Nachdem ich mich überwinden konnte, die in drei Kapiteln aufgebaute Story nach den abgeschnittenen Katzenschwänzen auf den ersten gut zwanzig Seiten nicht aus der Hand zu legen, war ich natürlich auf die Entwicklung der Handlung und der von August gespannt. Callan Winks Erzählung gleicht einem großen, breiten Fluss, der träge dahinfließt, ohne Stromschnellen, ohne Steine und Felsen, die ihn brechen. (Übersetzung Hannes Meyer)

Als neutraler Erzähler reiht er unentwegt Personen und Begebenheiten aneinander, die er zwar geschickt in eine Story verwebt, aber träge und mit keinem Höhe- oder Wendepunkt dahinplätschern lässt. Callan Wink kann zwar erzählen, dass zeigt er in seinen Beschreibungen vom Leben auf der Farm, dem in einer kleinen Stadt in Montana, der faszinierenden Landschaft dieser Region und das Leben eines Einzelgängers.

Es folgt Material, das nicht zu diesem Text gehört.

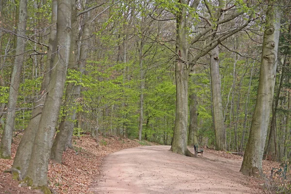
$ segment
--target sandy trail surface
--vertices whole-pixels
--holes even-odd
[[[97,194],[257,194],[239,172],[242,161],[204,152],[191,158],[169,146],[126,149],[104,159]],[[194,150],[191,150],[194,151]]]

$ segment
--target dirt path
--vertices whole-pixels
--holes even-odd
[[[242,161],[207,153],[203,158],[174,154],[169,146],[124,149],[103,161],[97,194],[258,194],[244,184]]]

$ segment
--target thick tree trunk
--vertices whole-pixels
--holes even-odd
[[[20,0],[19,8],[19,21],[17,32],[20,35],[24,35],[25,34],[27,20],[27,0]],[[9,97],[7,105],[8,113],[0,143],[0,158],[10,158],[11,157],[11,143],[15,124],[16,108],[20,81],[20,75],[24,61],[25,42],[25,38],[20,36],[17,37],[16,56],[11,75]]]
[[[291,79],[289,78],[289,83],[291,83]],[[288,91],[288,110],[291,110],[291,91]],[[291,113],[288,112],[286,118],[286,128],[285,131],[285,139],[284,143],[284,157],[287,158],[288,152],[290,151],[290,147],[288,146],[290,144],[290,129],[291,128]]]
[[[198,146],[198,114],[197,113],[197,96],[195,93],[189,95],[190,123],[188,145],[193,147]]]
[[[194,156],[188,149],[187,125],[188,118],[188,81],[190,70],[182,60],[188,59],[188,43],[186,37],[186,13],[182,8],[180,14],[177,18],[177,37],[176,52],[177,62],[175,65],[176,84],[176,107],[174,136],[171,150],[174,153]]]
[[[244,136],[245,134],[245,130],[246,128],[246,120],[247,119],[247,107],[249,103],[249,99],[250,97],[250,92],[251,91],[251,85],[252,83],[252,79],[253,78],[253,71],[254,70],[254,63],[253,63],[253,67],[251,71],[251,77],[249,81],[249,86],[247,90],[247,94],[246,95],[246,99],[245,99],[245,104],[244,105],[244,118],[243,119],[243,128],[242,129],[242,140],[241,140],[241,147],[240,151],[242,152],[243,148],[243,143],[244,142]]]
[[[258,96],[240,170],[243,174],[247,176],[258,176],[262,172],[262,160],[276,78],[280,9],[279,7],[272,6],[268,8]]]
[[[58,1],[57,41],[58,54],[55,57],[48,93],[35,136],[27,175],[29,184],[47,186],[50,150],[52,146],[65,81],[71,43],[72,1]]]
[[[277,115],[276,111],[277,108],[279,104],[279,99],[280,98],[280,94],[281,92],[281,89],[283,86],[283,81],[284,80],[284,74],[285,74],[285,66],[286,65],[286,59],[284,60],[283,64],[283,67],[281,73],[281,77],[280,78],[280,83],[278,90],[277,91],[276,96],[273,99],[273,103],[272,107],[272,119],[271,121],[271,128],[270,129],[270,133],[269,134],[269,139],[268,140],[268,144],[266,146],[265,148],[265,153],[268,156],[268,158],[274,161],[277,160]]]
[[[78,25],[77,18],[77,8],[74,1],[72,4],[72,34],[71,47],[69,60],[69,69],[76,70],[77,68],[76,56],[78,55],[77,36]],[[63,153],[65,149],[70,130],[73,130],[76,118],[76,105],[75,100],[80,96],[80,91],[76,90],[74,83],[68,83],[65,91],[65,115],[62,118],[59,127],[59,131],[56,135],[50,153],[50,158],[58,163],[62,162]],[[80,89],[80,88],[78,88]]]
[[[56,0],[53,0],[52,3],[51,23],[54,24],[57,22],[58,2]],[[40,92],[41,99],[35,103],[35,107],[44,104],[46,99],[50,77],[50,70],[52,67],[52,63],[57,50],[56,37],[57,25],[55,24],[52,25],[50,29],[49,41],[49,48],[48,50],[48,58],[45,67],[45,74]],[[14,158],[12,168],[20,169],[21,173],[21,175],[20,175],[22,177],[24,177],[27,172],[35,134],[42,113],[42,106],[38,106],[32,110],[32,117],[19,143]]]
[[[226,129],[224,126],[221,97],[221,81],[219,76],[219,59],[218,47],[211,51],[210,56],[210,73],[213,119],[215,132],[215,149],[226,150]]]
[[[143,133],[143,123],[144,121],[144,89],[145,88],[145,73],[144,72],[144,67],[143,66],[143,48],[144,44],[142,42],[141,42],[141,45],[139,50],[139,63],[140,63],[140,75],[141,79],[140,84],[140,116],[139,123],[138,126],[138,139],[142,140],[142,134]]]

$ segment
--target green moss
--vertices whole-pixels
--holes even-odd
[[[21,182],[26,183],[27,186],[32,186],[32,183],[33,183],[32,179],[28,177],[26,177],[26,178],[25,178],[24,179],[23,179],[23,180]]]
[[[46,186],[40,187],[39,189],[44,193],[44,194],[51,194],[52,193],[48,187]]]
[[[16,172],[12,172],[12,179],[15,180],[18,180],[19,174]]]

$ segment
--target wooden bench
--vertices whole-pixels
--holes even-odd
[[[195,156],[197,156],[198,154],[199,153],[201,154],[201,157],[203,157],[203,149],[198,149],[198,145],[197,146],[194,145],[194,152],[195,152]]]

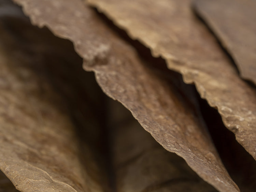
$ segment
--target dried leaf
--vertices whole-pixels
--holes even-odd
[[[243,78],[256,84],[256,2],[194,1],[197,13],[231,55]]]
[[[15,189],[15,187],[11,181],[1,171],[0,171],[0,192],[19,191]]]
[[[256,159],[255,90],[238,78],[214,37],[194,15],[190,0],[88,1],[150,48],[153,56],[165,59],[186,83],[195,84]]]
[[[215,191],[181,158],[163,149],[120,104],[112,100],[109,106],[117,191]]]
[[[206,128],[175,87],[148,69],[79,0],[16,0],[31,22],[74,43],[84,69],[103,91],[122,103],[166,149],[183,157],[204,180],[223,191],[239,190],[223,165]]]
[[[31,35],[23,22],[16,22],[23,27],[19,35]],[[65,102],[47,80],[45,47],[23,44],[13,28],[5,29],[14,21],[5,22],[0,23],[0,168],[21,191],[102,191],[88,174],[92,167],[85,169],[81,161]],[[43,36],[35,32],[37,38]]]

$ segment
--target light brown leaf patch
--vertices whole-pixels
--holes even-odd
[[[175,86],[143,64],[134,49],[78,0],[17,0],[32,23],[74,42],[86,70],[120,102],[168,151],[183,157],[204,180],[222,191],[239,191],[222,165],[200,115]],[[195,109],[196,111],[196,109]]]
[[[226,126],[256,159],[256,91],[240,79],[228,57],[194,15],[190,0],[89,0],[194,84]]]
[[[256,84],[256,2],[194,1],[196,12],[231,55],[242,77]]]

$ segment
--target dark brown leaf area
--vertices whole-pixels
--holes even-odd
[[[163,59],[80,0],[15,1],[56,36],[0,2],[0,192],[255,191],[253,158]]]
[[[255,88],[239,77],[215,37],[195,16],[192,1],[88,1],[149,48],[153,56],[162,57],[185,83],[194,84],[256,159]]]
[[[78,0],[72,4],[68,0],[17,2],[23,5],[33,23],[46,25],[59,36],[72,40],[84,59],[84,69],[95,72],[103,91],[130,110],[165,148],[183,158],[216,188],[239,191],[197,109],[173,84],[148,68],[134,48],[117,36],[95,12]]]
[[[93,74],[81,70],[82,60],[69,42],[26,20],[6,18],[1,24],[6,61],[1,64],[1,79],[11,81],[4,92],[21,105],[9,102],[12,111],[20,112],[15,124],[8,119],[11,114],[2,112],[6,127],[0,137],[4,147],[1,168],[17,189],[216,191],[104,95]],[[10,88],[16,85],[18,97]],[[36,105],[26,102],[34,100]]]
[[[1,171],[0,171],[0,192],[17,192],[13,184]]]
[[[196,0],[194,4],[231,55],[242,77],[256,84],[256,2]]]

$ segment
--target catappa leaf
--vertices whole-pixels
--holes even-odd
[[[194,15],[190,0],[89,0],[133,39],[194,84],[226,126],[256,159],[256,92],[240,79],[214,37]]]
[[[70,40],[93,71],[103,91],[132,112],[168,151],[185,159],[221,191],[239,190],[218,157],[203,123],[171,84],[147,68],[130,46],[117,37],[80,1],[16,0],[31,22]]]
[[[242,77],[256,84],[256,3],[197,0],[193,4],[232,56]]]

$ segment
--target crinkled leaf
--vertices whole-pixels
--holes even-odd
[[[24,34],[32,34],[27,24],[22,24],[24,21],[16,22],[22,27],[18,28],[19,36],[14,35],[13,20],[2,21],[0,168],[21,191],[103,191],[102,186],[88,174],[95,163],[89,148],[84,146],[87,158],[81,162],[76,130],[66,102],[45,73],[43,56],[54,43],[49,40],[46,47],[31,45],[22,38]],[[33,33],[35,39],[45,34],[38,32]],[[97,173],[99,169],[94,167]]]
[[[242,77],[256,84],[256,2],[194,1],[196,11],[231,55]]]
[[[173,85],[143,64],[80,1],[16,0],[32,23],[72,41],[103,91],[130,110],[166,149],[183,157],[222,191],[239,190],[218,157],[203,123]],[[179,96],[180,95],[180,96]],[[188,107],[189,106],[189,107]]]
[[[240,79],[190,0],[89,0],[118,26],[194,83],[226,127],[256,159],[256,91]]]

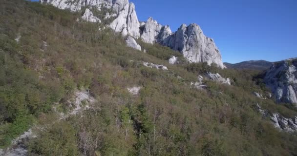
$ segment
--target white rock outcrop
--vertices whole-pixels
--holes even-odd
[[[201,89],[205,88],[207,86],[206,84],[203,82],[204,78],[199,75],[198,76],[198,81],[191,82],[191,86],[193,86],[196,89]]]
[[[15,40],[17,42],[19,43],[19,42],[20,42],[20,39],[21,39],[21,35],[18,35],[18,36],[17,36],[17,38],[15,39]]]
[[[285,132],[297,132],[297,116],[293,118],[286,118],[278,113],[270,114],[266,110],[262,109],[258,103],[257,109],[264,117],[270,118],[275,127]]]
[[[138,93],[139,93],[139,91],[140,91],[141,89],[141,87],[133,87],[127,88],[127,90],[128,90],[128,91],[133,95],[136,95],[138,94]]]
[[[154,43],[160,33],[162,26],[158,23],[157,21],[150,17],[146,24],[143,25],[141,30],[142,32],[141,39],[146,43]]]
[[[229,78],[225,78],[218,73],[212,74],[211,72],[207,73],[207,77],[212,80],[217,81],[220,83],[231,85]]]
[[[98,10],[102,6],[110,9],[117,15],[111,14],[115,19],[108,26],[115,32],[136,39],[140,38],[147,43],[158,43],[168,46],[182,53],[190,62],[205,62],[209,65],[214,63],[221,68],[225,68],[213,40],[205,36],[196,24],[183,24],[176,32],[172,33],[168,25],[162,26],[152,18],[140,23],[134,4],[129,3],[128,0],[41,0],[41,2],[72,11],[80,11],[85,7]],[[108,13],[106,18],[110,16]],[[84,19],[91,21],[99,20],[91,15],[85,15]]]
[[[143,62],[143,64],[147,67],[149,67],[150,68],[157,68],[158,69],[162,69],[162,70],[168,70],[168,68],[167,68],[167,67],[163,65],[159,65],[159,64],[153,64],[152,63],[149,63],[149,62]]]
[[[91,11],[91,10],[90,10],[90,9],[88,8],[85,9],[85,11],[84,15],[83,17],[82,17],[82,19],[84,20],[91,22],[101,22],[100,19],[94,16],[93,12],[92,12],[92,11]]]
[[[297,106],[297,58],[275,63],[267,71],[264,80],[277,102]]]
[[[79,11],[85,6],[92,6],[98,10],[101,6],[107,8],[113,6],[113,0],[40,0],[41,3],[52,5],[61,9]],[[118,0],[116,0],[118,1]],[[120,0],[123,1],[123,0]]]
[[[263,95],[261,93],[257,93],[257,92],[253,92],[253,94],[254,94],[255,96],[256,96],[258,98],[264,98],[263,97]]]
[[[175,56],[172,56],[172,57],[171,57],[170,58],[169,58],[169,63],[171,64],[174,64],[176,63],[176,62],[177,61],[177,58],[175,57]]]
[[[126,41],[127,46],[141,51],[141,47],[137,44],[136,41],[132,37],[128,36],[126,39]]]
[[[135,5],[133,3],[127,3],[119,13],[118,17],[108,26],[115,32],[121,33],[123,36],[130,35],[138,39],[140,36],[139,27]]]
[[[213,40],[204,35],[196,24],[183,24],[173,35],[161,44],[180,52],[191,62],[207,62],[224,68],[222,57]]]

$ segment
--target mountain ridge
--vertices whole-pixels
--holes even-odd
[[[258,70],[268,69],[273,63],[274,62],[270,62],[265,60],[251,60],[236,63],[224,62],[224,64],[228,68]]]
[[[84,7],[111,9],[117,17],[108,26],[115,32],[131,36],[135,39],[140,38],[147,43],[158,43],[170,47],[182,53],[190,62],[206,62],[210,65],[214,63],[221,68],[225,67],[213,39],[205,36],[196,24],[189,26],[183,24],[177,31],[172,33],[168,25],[163,26],[152,18],[149,18],[146,22],[140,22],[135,5],[128,0],[41,0],[40,2],[73,12],[83,11]]]

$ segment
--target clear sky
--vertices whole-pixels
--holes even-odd
[[[196,23],[224,62],[297,57],[297,0],[130,0],[140,20],[152,17],[175,31]]]
[[[195,23],[213,38],[224,62],[297,57],[297,0],[130,0],[138,19],[172,31]]]

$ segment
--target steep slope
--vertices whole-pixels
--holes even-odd
[[[273,62],[264,60],[249,60],[234,64],[224,63],[228,68],[257,70],[269,69],[273,64]]]
[[[135,39],[140,38],[146,43],[158,43],[170,47],[181,53],[190,62],[207,62],[209,65],[214,63],[221,68],[225,67],[213,40],[205,36],[196,24],[188,26],[182,24],[174,33],[169,26],[162,26],[152,18],[141,24],[134,4],[129,3],[127,0],[42,0],[41,2],[72,11],[80,11],[84,7],[99,10],[101,7],[111,9],[117,14],[117,18],[108,25],[114,31],[124,36],[131,36]],[[94,17],[85,18],[93,19]]]
[[[255,73],[170,64],[180,53],[127,47],[121,34],[99,30],[104,19],[77,20],[82,13],[0,6],[0,155],[20,146],[24,156],[297,155],[297,136],[275,128],[256,104],[280,124],[296,111],[253,95],[265,91]],[[34,137],[11,146],[30,129]]]
[[[267,71],[264,80],[278,102],[297,106],[297,58],[275,63]]]

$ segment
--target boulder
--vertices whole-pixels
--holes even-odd
[[[276,102],[285,102],[297,106],[297,58],[275,63],[268,70],[264,81]]]
[[[131,37],[128,36],[126,39],[127,46],[136,50],[141,51],[141,47],[137,44],[135,40]]]
[[[98,18],[94,16],[93,12],[88,8],[85,9],[85,11],[84,15],[82,17],[82,19],[91,22],[101,22],[101,20]]]

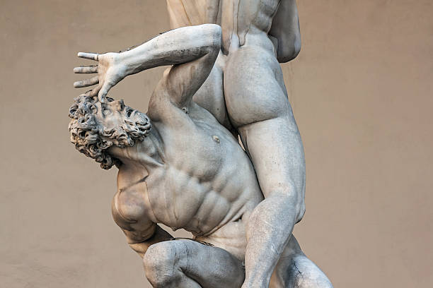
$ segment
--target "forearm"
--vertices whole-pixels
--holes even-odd
[[[253,211],[247,224],[246,287],[264,287],[286,247],[296,219],[296,199],[271,194]]]
[[[161,34],[131,50],[120,54],[125,76],[154,67],[192,61],[219,49],[220,35],[205,24],[184,27]]]
[[[128,239],[128,244],[140,257],[143,258],[147,248],[151,245],[169,240],[172,238],[173,236],[168,232],[161,228],[158,225],[156,225],[155,233],[150,239],[142,242]]]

Dennoch hatte ich immer wieder das Gefühl, dass hier ein junger Autor versucht, sich an einem am Reißbrett konstruierten und nicht wirklich ungewöhnlichen Lebenslauf, der wahrscheinlich autobiographischen Züge aufzeigt, abzuarbeiten und damit psychologisch freizuschreiben. Leider verliert Callan Wink sich dabei in unendlichen Nebensächlichkeiten, sei es mit den Begegnungen neuer Menschen in Augusts Leben oder zahlreichen Geschehnissen, die allesamt keine Besonderheit darstellen. Bis zum Schluss gibt es keinen wirklichen Höhepunkt, keine Wendung oder die Erkenntnis, dass ein Mensch von zwölf Jahren bis ins junge Erwachsenenalter eine markante Entwicklung erlebt. Callan Wink ist hier leider kein Storyteller, auch wenn er unzählige Storys um seine Figur August, dessen Lebensweg weder besonders noch lesenswert ist, langatmig in dem vorliegenden Buch aneinanderreiht.

Das Cover, das ins Auge fällt, macht neugierig auf einen amerikanischen „Coming of Age“-Roman in der großartigen Landschaft von Montana. Amerikanisch ist die Story, ohne Zweifel, aber leider verliert sich die Entwicklung eines Kindes bis hin zum Erwachsenen zu trivial.